We report clinical, biochemical, enzymatic and mutation data of 88 MCC deficient individuals, 53 identified by newborn screening, 26 diagnosed due to clinical symptoms or positive family history and 9 mothers, identified following the positive newborn screening result of their baby.
Fifty-seven percent of patients were asymptomatic while 43% showed clinical symptoms, many of which were probably not related to MCC deficiency but due to ascertainment bias. However, 12 patients (5 of 53 identified by newborn screening) presented with acute metabolic decompensations. We identified 15 novel MCCC1 and 16 novel MCCC2 mutant alleles.

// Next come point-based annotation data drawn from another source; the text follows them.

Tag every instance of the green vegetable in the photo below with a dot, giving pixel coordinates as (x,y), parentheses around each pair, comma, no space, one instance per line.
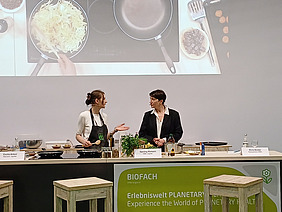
(130,142)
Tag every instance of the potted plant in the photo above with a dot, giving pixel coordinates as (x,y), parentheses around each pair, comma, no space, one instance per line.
(130,142)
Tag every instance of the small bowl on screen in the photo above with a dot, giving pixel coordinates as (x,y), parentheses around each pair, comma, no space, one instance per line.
(194,43)
(11,6)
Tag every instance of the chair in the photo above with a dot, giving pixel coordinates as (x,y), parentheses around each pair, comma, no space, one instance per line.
(91,188)
(6,193)
(240,187)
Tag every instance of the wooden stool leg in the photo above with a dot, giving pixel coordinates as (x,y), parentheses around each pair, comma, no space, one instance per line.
(8,201)
(93,205)
(243,200)
(225,204)
(259,200)
(207,199)
(57,202)
(108,201)
(71,203)
(6,204)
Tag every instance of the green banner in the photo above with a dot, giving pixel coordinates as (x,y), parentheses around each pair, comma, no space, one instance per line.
(173,188)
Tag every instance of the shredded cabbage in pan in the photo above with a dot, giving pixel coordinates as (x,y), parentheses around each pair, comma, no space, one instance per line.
(62,25)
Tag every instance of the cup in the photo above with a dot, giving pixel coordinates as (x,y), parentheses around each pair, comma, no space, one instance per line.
(254,143)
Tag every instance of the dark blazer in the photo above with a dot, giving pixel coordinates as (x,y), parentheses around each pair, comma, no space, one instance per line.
(171,124)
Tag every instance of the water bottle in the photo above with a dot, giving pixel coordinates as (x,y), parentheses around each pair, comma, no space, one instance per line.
(245,142)
(202,148)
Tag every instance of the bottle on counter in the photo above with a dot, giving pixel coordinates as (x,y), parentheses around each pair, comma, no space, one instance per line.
(202,148)
(170,144)
(111,140)
(172,152)
(5,24)
(245,142)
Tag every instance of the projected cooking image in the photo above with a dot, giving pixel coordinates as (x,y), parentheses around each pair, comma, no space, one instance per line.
(109,37)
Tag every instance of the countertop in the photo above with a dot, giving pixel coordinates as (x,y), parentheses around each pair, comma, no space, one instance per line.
(210,156)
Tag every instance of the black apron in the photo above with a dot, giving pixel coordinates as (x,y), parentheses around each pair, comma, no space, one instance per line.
(98,133)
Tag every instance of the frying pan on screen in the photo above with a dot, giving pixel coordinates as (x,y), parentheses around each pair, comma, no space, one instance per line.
(40,38)
(145,20)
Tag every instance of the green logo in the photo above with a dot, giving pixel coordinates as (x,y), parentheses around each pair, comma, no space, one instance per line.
(265,175)
(101,136)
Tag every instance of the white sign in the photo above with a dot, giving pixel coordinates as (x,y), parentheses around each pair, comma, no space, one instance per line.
(12,156)
(147,153)
(255,151)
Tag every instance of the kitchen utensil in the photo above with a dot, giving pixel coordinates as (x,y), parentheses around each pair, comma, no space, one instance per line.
(198,14)
(50,154)
(212,143)
(33,144)
(46,55)
(145,20)
(89,153)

Additionally, we report expression studies on 3 MCCC1 and 8 MCCC2 mutations and show an overview of all 132 MCCC1 and MCCC2 variants known to date.
Our data confirm that MCC deficiency, despite low penetrance, may lead to a severe clinical phenotype resembling classical organic acidurias. However, neither the genotype nor the biochemical phenotype is helpful in predicting the clinical course.